Unfortunately, noise synthesis has its own flaw. Because of the relationship between a sound's spectrum and its envelope, this method makes envelopes of the sound it makes noisy, irregular. In simpler terms, it will make a piano, guitar note or human voice sound quite 'bubbly'.

That's why it's relatively important to think of all sounds as either sines or noises. The way to do it is simply to look at a spectrogram and consider anything that looks noisy and covers an area as made out of noise, and anything looking like thin continuous lines as made out sines. On the other hand, noise synthesis is by far the best general purpose synthesis mode, and as such it'll be most of the time the best choice of the two synthesis modes.

III. Processing parameters

The next step is the input of the processing parameters. They are the same regardless of the processing mode.
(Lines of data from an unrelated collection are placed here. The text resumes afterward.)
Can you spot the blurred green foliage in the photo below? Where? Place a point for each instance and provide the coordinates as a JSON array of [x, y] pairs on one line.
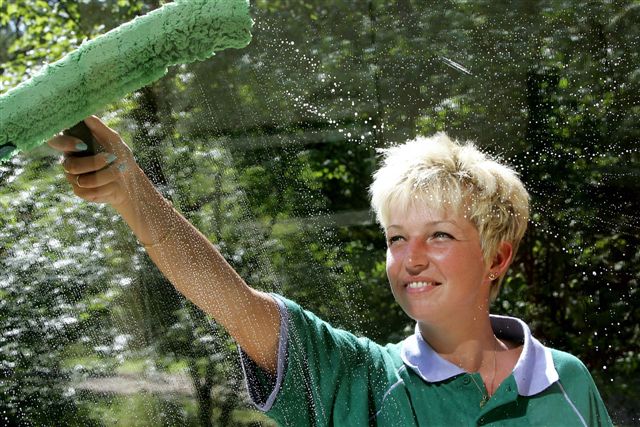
[[269, 152]]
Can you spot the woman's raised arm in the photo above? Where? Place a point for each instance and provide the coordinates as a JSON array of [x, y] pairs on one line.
[[187, 258]]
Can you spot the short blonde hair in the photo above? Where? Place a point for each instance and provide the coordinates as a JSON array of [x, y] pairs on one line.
[[437, 171]]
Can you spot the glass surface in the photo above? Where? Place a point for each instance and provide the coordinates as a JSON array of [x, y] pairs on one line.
[[269, 152]]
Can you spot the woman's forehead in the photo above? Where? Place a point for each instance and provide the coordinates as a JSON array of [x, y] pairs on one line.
[[425, 214]]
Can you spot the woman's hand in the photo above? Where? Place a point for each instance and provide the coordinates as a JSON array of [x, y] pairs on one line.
[[105, 177]]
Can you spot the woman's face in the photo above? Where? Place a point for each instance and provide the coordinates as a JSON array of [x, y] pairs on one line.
[[435, 264]]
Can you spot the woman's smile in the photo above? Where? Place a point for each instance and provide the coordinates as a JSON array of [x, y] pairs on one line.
[[435, 263]]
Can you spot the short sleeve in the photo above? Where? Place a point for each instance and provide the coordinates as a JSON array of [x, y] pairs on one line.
[[580, 392], [324, 374]]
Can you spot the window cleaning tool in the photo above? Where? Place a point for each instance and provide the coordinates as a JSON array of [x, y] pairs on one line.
[[115, 64]]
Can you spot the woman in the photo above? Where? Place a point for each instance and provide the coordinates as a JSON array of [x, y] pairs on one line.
[[453, 219]]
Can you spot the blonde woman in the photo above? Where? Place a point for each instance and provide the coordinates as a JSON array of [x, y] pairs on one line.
[[453, 220]]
Note that you can for each of these parameters choose the value between brackets by not entering any value in the (default) interactive mode.

It is important to note that four of these parameters, image height, frequency resolution (bands per octave) and minimum and maximum frequency are interdependant, and because in synthesis mode the image height is set by the input image, you can only define two of the other three parameters. If you hesitate about which of these paramters to omit, choose maximum frequency.

Minimum and maximum frequency determine how low to how high the range of sound we care about goes. It's usually a good idea to let it cover the entire human hearing range, which ranges from 20 Hz to 20,000 Hz. Because there isn't much to hear under 30 Hz, and because A0 (also known as La 0) is right at 27.5 Hz, and because most adults hear little above 16 kHz, I usually make the lower frequency limit be 27.5 Hz and the upper limit be between 16,000 and 20,000 Hz.

The bands per octave parameter, or bpo for short, defines the frequency resolution, which can also be thought of as the image's vertical resolution.

It is crucial to note that a higher vertical resolution means a lower horizontal resolution. This has to do with the fact that the higher the frequency resolution, the smaller the bandwidth gets for each band, and that bandwidth equals half the band's envelope's resolution. Therefore the quality of the results in analysis mode depend a lot on this parameter, and the choice for this parameter depends a lot on the type of sound.

Basically, time resolution-demanding sounds like drums, explosions and such are best reproduced with the bpo parameter set between 2 and 6. Human voice, most types of music and high-pitched sounds require between 12 and 60 bpo. However feel free to experiment with various other settings.

Bands per octave means how many horizontal pixel lines there will be in an octave. Note that there are roughly 9.5 octaves in our hearing range. Also, because there are 12 semi-tones in an octave, it's best when dealing with music to choose multiples of 12. Used with a minimum frequency set of 27.5 Hz (or a power of 2 of it) it guarantees a neatly pitched reproduction of music notes (provided nothing is out of tune to begin with).

The pixels per seconds (pps for short) parameter is independent from any other. It defines the time resolution (independently from the aforementioned limitations) and thus the width of your image. Whereas you might expect to need about 1,000 pps, it turns out you actually only need about 100. 30 pps is quite the lower limit of usability, and you'll rarely need as much as 300 pps, no matter what you're doing. Besides, if you want to analyse an entire 4 minute-long song, keep in mind that even at only 100 pps the resulting image will be 24,000 pixels wide, which is about 20 times larger than your average PC screen.

You will meet another parameter in synthesis mode which is the sampling rate. It's often best to leave it at its default value, but don't be afraid to change it for another value. If it's too low the program will simply ask you to set it above the lower limit it will give you.